I had the pleasure of meeting Senator Ellie Kinnaird once, in 2009, while volunteering for Health Care for America NOW! She whizzed into the legislative press room, stood at the podium, and delivered a crisp, tightly argued speech not just for the future Affordable Care Act but for a single payer system. The episode exemplified all the attributes she has been praised for–energy, intellect, and commitment to a better world.

It was clear that she deserved her reputation as “the conscience of the Senate.” This was the point when some Democrats were already edging away from health care reform, seeing the bill as a threat to their approval ratings. A true liberal, Kinnaird did the exact opposite, reserving her criticisms for incrementalists who failed to strive for perfection. No, this argument wasn’t about to alienate Carrboro. But you could hear in her voice that she made the case from conviction.

The contrast that existed between Kinnaird and the often-opportunistic machine shows how the Democratic party is in one way stronger today than it was then. Like she always has, Democrats today take a defiant stand for something that looks out of reach, something called social justice. It’s not fun to be a North Carolina Democrat in 2013. Those of us who remain are here because we refuse to jettison our principles.

In that sense, this is not Easley’s party, or Basnight’s, or Perdue’s; its soul resides with Ellie Kinnaird. Like she always has been, we aspire to be “advocate[s] for those with little hope.” From a partisan perspective, some Democrats see themselves in that position. With her tireless energy, former senator Kinnaird shows that they are wrong.


1 Comment

  1. Chris Telesca

    Ellie Kinnaird was always on the cutting edge. When she and Verla Insko pushed for verified voting after the 2000 and 2002 General Elections, their bill got changed into a study and they got pushed away. Then the 2004 General Election meltdown occurred, and the legislative leadership realized that they needed to make some changes. Ellie and Verla pushed for a great committee to really study the issue in late 2004/early 2005, and the result was one of the nation’s best election integrity bills.

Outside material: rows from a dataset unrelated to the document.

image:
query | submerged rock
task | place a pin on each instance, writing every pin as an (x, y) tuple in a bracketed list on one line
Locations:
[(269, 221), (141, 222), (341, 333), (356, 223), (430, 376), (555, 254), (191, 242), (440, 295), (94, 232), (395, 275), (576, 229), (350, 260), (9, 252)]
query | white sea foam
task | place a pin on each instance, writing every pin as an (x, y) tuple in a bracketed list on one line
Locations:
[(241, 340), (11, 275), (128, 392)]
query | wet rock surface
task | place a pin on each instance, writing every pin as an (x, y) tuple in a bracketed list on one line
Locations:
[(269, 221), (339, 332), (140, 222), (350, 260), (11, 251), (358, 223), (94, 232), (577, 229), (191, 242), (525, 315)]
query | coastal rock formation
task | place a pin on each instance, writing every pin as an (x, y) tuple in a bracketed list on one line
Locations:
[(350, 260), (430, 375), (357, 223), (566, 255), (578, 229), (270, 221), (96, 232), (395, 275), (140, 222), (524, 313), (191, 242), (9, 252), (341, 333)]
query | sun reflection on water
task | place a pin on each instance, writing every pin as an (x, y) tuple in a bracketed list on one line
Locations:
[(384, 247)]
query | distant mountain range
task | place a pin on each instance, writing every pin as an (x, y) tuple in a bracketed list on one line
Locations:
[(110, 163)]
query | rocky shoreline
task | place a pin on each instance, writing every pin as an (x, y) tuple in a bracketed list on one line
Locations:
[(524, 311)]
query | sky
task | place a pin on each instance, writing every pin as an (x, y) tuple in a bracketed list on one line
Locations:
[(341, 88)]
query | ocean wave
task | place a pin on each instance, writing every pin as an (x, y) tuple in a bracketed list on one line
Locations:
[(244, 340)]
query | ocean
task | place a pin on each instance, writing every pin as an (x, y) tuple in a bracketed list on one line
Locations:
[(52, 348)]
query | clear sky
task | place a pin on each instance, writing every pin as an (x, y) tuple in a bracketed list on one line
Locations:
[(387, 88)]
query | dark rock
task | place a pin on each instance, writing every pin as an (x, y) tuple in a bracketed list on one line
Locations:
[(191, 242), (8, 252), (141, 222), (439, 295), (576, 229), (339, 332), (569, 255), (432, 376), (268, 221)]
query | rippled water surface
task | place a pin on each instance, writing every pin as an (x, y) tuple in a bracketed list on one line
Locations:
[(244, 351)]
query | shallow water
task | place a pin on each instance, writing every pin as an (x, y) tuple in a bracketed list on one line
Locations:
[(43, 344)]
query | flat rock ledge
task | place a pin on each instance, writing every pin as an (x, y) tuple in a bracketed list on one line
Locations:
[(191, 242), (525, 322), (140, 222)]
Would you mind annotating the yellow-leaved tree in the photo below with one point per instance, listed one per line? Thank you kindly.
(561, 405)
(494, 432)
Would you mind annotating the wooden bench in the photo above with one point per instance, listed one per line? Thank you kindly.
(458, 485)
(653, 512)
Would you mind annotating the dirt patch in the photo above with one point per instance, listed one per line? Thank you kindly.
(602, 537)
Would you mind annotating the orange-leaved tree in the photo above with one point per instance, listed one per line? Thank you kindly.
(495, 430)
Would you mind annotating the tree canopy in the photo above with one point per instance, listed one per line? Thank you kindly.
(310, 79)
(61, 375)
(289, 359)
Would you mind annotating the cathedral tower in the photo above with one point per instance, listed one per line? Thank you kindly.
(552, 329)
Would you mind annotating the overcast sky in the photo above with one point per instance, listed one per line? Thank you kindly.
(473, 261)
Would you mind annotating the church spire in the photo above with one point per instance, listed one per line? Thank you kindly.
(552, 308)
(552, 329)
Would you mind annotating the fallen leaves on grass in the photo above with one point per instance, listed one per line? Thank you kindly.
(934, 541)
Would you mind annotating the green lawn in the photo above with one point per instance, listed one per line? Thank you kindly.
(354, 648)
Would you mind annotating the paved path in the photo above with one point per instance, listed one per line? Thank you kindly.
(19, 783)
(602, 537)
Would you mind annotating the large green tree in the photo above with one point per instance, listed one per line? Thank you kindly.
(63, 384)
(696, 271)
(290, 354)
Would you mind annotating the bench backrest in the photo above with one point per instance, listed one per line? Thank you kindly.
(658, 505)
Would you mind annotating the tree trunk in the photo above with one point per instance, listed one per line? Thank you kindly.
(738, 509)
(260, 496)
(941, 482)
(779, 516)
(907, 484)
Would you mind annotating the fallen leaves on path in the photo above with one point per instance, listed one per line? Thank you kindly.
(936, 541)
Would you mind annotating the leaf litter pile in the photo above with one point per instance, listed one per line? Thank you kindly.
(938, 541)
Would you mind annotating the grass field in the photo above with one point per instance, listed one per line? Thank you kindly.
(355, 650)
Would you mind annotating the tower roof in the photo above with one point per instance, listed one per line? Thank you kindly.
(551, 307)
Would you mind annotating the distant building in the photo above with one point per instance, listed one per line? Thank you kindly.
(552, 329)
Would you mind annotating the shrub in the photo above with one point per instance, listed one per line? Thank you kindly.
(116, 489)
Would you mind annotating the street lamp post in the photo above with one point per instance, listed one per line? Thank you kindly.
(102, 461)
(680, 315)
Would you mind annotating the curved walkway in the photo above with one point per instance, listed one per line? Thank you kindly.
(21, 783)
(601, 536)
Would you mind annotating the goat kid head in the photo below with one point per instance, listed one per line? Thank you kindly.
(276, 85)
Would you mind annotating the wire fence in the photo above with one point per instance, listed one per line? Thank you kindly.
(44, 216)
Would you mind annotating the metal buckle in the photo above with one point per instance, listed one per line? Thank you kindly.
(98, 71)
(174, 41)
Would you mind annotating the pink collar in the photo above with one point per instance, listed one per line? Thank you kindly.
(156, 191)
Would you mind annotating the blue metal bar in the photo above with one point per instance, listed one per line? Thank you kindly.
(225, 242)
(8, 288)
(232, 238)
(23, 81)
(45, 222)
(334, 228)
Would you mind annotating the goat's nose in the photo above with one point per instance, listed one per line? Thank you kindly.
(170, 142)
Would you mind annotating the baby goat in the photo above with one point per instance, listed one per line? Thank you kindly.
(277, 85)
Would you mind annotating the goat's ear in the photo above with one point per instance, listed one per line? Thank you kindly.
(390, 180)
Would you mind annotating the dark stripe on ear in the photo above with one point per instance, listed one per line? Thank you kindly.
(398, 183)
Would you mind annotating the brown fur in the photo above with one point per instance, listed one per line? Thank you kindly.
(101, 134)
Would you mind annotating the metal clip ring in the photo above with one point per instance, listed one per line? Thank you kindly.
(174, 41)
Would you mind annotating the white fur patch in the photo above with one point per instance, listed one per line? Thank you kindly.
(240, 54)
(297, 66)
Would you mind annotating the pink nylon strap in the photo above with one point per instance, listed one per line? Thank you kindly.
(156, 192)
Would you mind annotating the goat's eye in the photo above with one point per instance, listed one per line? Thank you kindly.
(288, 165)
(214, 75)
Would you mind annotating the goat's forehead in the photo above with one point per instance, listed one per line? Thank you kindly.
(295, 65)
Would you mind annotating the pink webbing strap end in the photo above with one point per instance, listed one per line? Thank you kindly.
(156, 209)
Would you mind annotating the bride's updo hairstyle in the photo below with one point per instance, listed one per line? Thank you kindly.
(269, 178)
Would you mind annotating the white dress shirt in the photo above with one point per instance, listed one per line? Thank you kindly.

    But Ellie Kinnaird, Verla Insko and other progressive leaders always had a hard time getting the leadership to realize that they needed to go beyond what was safe (what their consultants and big donors wanted them to do) and become real advocates for the majority of North Carolinians. Ellie Kinnaird realizes that she – and all the other folks elected to the legislature, Council of State, etc – are public servants. They serve the public. It’s not about getting elected to office so you can funnel taxpayer money to some business run by your biggest donor. Ellie and a few others know that. Democrats won’t get back into the majority in this state until many more of them – and the consultants they hire – realize that as well!